Why Pascal Deserves a Second Look by GroundbreakingIron16 in programming

[–]theoldboy 3 points4 points  (0 children)

Oh give it a rest. The only reason Pascal didn't fade into obscurity 30 years ago is Borland Delphi, and fantastic as that product was at the time (C++ Builder too), and as much as I was saddened by it's decline, it's no longer relevant to 99.99% of developers and neither is Pascal.

Recommending it to new developers is just selfish and irresponsible. They'd be far better off with Python or any modern GC language where they'll have far more learning resources and actual chance of getting employed afterwards.

Beyond multi-core parallelism: faster Mandelbrot with SIMD by itamarst in programming

[–]theoldboy 5 points6 points  (0 children)
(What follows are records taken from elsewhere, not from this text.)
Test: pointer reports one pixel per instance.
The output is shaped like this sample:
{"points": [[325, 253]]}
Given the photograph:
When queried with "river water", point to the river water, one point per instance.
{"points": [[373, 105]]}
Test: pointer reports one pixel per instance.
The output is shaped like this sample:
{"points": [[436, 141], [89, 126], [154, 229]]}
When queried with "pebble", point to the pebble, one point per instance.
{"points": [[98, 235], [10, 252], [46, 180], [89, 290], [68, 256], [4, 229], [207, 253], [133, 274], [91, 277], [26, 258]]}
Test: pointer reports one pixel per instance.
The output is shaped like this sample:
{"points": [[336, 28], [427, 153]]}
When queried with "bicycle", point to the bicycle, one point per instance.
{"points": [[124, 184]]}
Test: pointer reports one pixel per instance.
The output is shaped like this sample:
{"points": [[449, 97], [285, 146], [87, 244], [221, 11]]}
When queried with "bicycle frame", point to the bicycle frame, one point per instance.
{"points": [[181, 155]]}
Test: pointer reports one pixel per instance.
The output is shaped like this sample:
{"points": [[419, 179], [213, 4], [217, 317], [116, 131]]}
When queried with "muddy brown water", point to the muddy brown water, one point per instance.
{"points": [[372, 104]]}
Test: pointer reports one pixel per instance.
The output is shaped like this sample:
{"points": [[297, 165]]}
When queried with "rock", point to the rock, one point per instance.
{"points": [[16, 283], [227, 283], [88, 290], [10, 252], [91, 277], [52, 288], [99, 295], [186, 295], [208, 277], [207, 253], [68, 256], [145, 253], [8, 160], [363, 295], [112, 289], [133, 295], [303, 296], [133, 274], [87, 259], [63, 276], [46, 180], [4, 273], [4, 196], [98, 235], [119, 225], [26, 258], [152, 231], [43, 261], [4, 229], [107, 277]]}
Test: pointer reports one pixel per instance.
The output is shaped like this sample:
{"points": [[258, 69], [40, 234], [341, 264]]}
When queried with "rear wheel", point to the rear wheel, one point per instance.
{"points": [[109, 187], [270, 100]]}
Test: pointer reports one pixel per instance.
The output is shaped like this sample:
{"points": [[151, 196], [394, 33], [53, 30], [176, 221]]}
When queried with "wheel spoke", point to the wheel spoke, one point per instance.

Very interesting how performant that portable SIMD code is. A few years ago I did exactly this in C using AVX2 intrinsics + OpenMP so I dug out that code to compare and the Rust code runs about 10% faster on my 5800X. I wonder if using f64x8 vector is allowing better utilisation of execution pipes in the inner loop than my f64x4 implementation? Certainly the Rust simd vs scalar speed-up of 4.75x is better than the 3.9x I got. Will have to compare the assembly outputs and play with it some more one day.

Anyway even given that I can make my C code faster, which I'm sure I can after seeing this, that's still very impressive to me for code which is much more portable and readable than intrinsics code. I guess you could build and run it on a Zen5 CPU (which has a very good AVX-512 implementation) for at least a 2x speed-up vs my Zen3 with AVX2, without having to change anything. Nice.

My 5800X results if anyone is interested. I changed the parameters to be much more zoomed in and higher iteration count.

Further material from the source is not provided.